State of the Industry 2012 1/10/2012 7:00:00 AM 
My research in preparation of writing this month’s article caused me to go back and read my last “State of the Industry” article from February of 2011. I could take that article, change the numbers slightly to reflect current projections, put a new date on it and call it a wrap — but I won’t.
Overall 2012 holds moderate promise of growth but the success or failure will be determined by you far more than by the market conditions. Overshadowing the national numbers is the influence of regional conditions and unless you are marketing on a national basis your particular region could be significantly stronger or weaker than the national projections.
The projections for 2011 were for the most part accurate. Office furniture did outperform BIFMA’s projections by a nice margin. Production was forecast to grow by 8.3 percent and consumption by 10 percent over 2010. Those numbers are now expected to be 14.6 percent and 14.3 percent respectively. That is a very encouraging surprise. However, 2012 is being seen as a relatively flat year with a drop of 1.7 percent in production with growth in consumption of 1.3 percent.
Looking at housing starts in November 2011, private housing seasonally adjusted was at 685,000 units vs. 551,000 in November of 2010. Completions for single family homes in November were 542,000 vs. 551,000 a year ago.
KCMA’s most recent data for September 2011 show a possible trend that could be mildly encouraging. Year-to-date rates compared to 2010 are down overall by 2.2 percent. However, September performance showed semi-custom up 5.7 percent over a year earlier, up 2.7 percent for custom and a drop in stock cabinets of 1.3 percent.

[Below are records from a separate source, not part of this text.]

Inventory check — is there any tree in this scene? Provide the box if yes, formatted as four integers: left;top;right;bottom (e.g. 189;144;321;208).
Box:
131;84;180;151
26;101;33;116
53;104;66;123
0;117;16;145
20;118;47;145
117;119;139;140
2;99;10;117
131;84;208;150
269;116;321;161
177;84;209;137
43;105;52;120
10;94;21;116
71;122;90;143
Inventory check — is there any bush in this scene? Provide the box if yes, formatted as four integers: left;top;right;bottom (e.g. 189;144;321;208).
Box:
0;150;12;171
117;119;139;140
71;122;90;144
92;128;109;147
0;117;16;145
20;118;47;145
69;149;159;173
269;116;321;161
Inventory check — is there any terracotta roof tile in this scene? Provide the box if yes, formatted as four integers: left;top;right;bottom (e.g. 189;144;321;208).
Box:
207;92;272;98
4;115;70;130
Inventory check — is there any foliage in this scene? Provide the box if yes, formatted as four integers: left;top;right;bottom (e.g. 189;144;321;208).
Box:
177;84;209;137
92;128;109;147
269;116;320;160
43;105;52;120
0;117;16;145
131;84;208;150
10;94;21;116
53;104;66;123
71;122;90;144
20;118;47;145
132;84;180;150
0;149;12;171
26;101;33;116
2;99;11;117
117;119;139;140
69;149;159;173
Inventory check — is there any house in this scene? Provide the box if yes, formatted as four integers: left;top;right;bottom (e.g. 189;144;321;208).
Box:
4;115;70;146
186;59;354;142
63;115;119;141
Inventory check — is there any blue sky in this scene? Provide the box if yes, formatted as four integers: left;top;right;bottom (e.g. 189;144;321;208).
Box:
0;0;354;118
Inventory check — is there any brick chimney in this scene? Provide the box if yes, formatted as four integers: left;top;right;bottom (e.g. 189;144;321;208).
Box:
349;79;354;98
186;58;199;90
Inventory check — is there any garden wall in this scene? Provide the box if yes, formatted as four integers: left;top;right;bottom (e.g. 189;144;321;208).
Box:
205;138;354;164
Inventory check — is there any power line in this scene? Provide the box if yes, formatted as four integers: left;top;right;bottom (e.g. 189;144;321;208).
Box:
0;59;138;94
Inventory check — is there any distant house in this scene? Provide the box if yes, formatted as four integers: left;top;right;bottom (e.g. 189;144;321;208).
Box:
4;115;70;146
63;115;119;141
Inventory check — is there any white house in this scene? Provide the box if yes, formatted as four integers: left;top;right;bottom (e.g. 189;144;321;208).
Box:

It might not be party time, but it does offer some encouragement.
Now that I have noted a lot of data that none of us can change, the real issue is what will each of you do to improve your results in 2012?
Here are a few thoughts. First, focus on your customers! Are you providing the highest value to them? Their interpretation of value includes the entire customer experience from the pre-order phase to the follow-up phase and this applies to every segment of our markets from kitchen cabinets to custom millwork to store fixtures.
Those of you in regional markets that are underperforming need to expand your market area. You can do that with new or different products and/or expanding into regions with more growth. If you choose not to do either your future will be controlled by the market, not by you.
The most common reaction to tight markets is to reduce costs in an effort to increase sales. If you take that route, be certain you know what your true costs are and pay very close attention to your cash flow.
The good news — we all weathered last year and the signs indicate a marginally better year ahead!